The following evening Holden was scheduled to make an address at a public meeting in Battersea. The five hundred strong audience had been selected by ballot and included some of his most fervent supporters. Unbeknownst to his handlers, Holden had decided this was where he would make his plea. He had to let people know how he was changing. As he staggered onto the stage, assisted by Dr Bless and Perkins, the audience fell expectantly silent. The good doctor had adjusted his voice box and linked it to the hall's sound system, so that every word would be clearly heard. As ever, the twin silver torches crackled either side of him.
It wasn't until five minutes into his speech that Holden noticed his audience becoming restless.
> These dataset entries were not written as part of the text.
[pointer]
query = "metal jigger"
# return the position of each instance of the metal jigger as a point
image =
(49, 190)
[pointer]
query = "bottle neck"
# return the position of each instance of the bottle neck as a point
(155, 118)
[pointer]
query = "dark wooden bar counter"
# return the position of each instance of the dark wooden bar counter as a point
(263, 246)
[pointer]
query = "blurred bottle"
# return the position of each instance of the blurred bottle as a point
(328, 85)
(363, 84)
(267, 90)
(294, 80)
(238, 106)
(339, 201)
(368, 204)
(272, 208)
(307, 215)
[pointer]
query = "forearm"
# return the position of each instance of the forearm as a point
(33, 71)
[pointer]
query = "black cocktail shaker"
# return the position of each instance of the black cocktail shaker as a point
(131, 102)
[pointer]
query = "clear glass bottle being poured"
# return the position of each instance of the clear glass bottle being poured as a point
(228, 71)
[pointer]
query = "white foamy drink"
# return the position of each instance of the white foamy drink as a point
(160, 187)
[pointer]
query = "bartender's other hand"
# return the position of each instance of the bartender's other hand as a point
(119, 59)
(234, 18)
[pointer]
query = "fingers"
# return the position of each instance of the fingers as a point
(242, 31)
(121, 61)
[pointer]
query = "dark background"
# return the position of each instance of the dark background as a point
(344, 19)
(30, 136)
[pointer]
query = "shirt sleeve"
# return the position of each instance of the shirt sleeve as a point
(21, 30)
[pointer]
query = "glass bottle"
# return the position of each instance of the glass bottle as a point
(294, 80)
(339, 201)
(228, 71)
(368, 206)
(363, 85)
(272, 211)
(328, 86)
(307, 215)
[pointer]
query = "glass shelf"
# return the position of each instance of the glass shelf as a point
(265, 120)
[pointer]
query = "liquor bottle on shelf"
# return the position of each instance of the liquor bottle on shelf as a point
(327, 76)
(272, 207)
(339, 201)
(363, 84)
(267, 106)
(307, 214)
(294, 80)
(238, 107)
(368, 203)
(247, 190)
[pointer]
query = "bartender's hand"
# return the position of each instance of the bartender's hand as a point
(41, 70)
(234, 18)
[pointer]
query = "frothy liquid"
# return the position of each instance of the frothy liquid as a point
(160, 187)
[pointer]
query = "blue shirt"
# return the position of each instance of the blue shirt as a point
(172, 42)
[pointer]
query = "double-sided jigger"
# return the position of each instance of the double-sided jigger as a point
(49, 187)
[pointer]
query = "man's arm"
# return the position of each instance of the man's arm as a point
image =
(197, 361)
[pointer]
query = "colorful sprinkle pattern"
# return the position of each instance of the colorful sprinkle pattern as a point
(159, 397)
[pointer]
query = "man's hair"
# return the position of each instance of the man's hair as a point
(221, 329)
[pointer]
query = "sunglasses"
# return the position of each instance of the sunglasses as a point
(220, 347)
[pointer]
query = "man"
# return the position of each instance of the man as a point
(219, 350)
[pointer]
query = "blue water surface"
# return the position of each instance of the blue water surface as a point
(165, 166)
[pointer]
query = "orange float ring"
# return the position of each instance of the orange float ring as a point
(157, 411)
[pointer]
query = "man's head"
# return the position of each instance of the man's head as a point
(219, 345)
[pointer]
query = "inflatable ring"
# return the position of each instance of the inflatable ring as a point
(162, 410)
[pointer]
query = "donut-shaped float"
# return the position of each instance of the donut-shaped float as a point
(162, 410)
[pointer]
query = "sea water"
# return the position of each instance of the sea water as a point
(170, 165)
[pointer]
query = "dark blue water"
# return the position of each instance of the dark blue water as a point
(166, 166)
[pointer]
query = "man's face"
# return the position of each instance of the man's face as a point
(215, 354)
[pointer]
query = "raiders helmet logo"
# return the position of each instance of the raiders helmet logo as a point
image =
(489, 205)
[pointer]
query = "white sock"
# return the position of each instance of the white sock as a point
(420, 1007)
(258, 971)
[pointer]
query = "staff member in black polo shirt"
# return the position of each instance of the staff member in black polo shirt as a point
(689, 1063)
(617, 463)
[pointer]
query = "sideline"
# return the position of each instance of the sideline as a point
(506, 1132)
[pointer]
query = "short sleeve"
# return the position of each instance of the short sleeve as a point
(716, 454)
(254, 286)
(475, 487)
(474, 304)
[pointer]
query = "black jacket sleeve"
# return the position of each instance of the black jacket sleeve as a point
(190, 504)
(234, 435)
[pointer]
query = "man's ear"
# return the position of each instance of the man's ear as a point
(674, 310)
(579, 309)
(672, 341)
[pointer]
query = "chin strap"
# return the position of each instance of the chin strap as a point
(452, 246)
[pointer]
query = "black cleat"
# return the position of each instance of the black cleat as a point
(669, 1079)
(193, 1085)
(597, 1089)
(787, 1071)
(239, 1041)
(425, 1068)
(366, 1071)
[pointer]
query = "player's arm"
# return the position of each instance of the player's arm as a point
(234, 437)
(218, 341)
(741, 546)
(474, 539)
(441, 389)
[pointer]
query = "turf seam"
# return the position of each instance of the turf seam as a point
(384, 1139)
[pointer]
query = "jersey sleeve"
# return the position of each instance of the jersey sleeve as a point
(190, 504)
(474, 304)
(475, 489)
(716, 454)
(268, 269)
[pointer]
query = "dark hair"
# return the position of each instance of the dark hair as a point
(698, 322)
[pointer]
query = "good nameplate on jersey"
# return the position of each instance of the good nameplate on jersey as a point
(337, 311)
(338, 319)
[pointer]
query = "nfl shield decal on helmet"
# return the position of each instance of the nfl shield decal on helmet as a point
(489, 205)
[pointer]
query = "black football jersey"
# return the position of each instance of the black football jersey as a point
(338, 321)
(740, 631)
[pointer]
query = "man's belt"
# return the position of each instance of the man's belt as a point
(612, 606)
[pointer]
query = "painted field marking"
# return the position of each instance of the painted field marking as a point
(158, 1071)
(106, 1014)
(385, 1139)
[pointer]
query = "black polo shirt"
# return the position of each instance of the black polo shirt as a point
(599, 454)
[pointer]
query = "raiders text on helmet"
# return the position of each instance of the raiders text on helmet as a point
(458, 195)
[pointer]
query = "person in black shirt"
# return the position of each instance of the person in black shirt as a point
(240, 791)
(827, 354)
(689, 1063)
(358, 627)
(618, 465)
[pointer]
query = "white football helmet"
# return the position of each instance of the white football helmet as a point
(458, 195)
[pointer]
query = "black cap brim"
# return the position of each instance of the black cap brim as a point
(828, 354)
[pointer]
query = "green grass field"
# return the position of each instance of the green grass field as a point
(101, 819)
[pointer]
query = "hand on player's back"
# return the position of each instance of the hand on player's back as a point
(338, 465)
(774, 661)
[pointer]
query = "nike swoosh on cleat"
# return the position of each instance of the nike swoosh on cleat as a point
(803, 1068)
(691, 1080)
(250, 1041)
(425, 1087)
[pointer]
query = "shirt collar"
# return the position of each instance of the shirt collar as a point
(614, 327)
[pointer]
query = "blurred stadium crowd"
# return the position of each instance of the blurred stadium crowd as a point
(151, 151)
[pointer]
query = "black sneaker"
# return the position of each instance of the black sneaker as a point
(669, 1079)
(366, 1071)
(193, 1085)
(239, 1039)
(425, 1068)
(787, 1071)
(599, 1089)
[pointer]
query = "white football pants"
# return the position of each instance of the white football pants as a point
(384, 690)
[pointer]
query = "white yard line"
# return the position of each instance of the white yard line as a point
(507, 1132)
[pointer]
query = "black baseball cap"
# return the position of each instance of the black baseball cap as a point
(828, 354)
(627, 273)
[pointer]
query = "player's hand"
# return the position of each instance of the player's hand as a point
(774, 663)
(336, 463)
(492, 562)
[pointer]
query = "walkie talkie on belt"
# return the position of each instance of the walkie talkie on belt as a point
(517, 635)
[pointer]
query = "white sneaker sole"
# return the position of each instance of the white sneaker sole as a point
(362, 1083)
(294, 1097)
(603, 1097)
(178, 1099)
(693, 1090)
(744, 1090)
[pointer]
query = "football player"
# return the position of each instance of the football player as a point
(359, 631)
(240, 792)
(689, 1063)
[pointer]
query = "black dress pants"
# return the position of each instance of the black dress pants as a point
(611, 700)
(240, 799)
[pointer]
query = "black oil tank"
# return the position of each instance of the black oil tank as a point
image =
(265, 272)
His simple message of universal tolerance, born of an understanding of our limited time on Earth, didn't seem to be going down well. It appeared that they would rather listen to his old hits, those angry appeals to their worst instincts. But the rueful revenant pressed on, determined to show them their folly, to explain to them the horrors that lay beyond the grave if they didn't change their ways, horrors that he was only beginning to become reacquainted with.
Dr Bless, who had been watching the whole performance, testified afterwards that the offending object, a glass bottle, had been thrown from the front of the crowd. When it hit the nearest torch, she said, it dislodged a cinder which leapt across stage and ignited upon PM Holden's highly oiled, highly flammable senso-skin. How could she have known that Holden would burst into a column of flame within seconds, and that by the time the fire officers had arrived, only a pile of blackened bones and buzzing motors would remain?
Those who swept up the stage later reported that a peculiar smell lingered long afterwards. Not quite the fearsome stink Holden had emitted before, but something else more esoteric; a fragrance that a poetically inclined cleaner later described to the newspapers as the odour of tragic regret.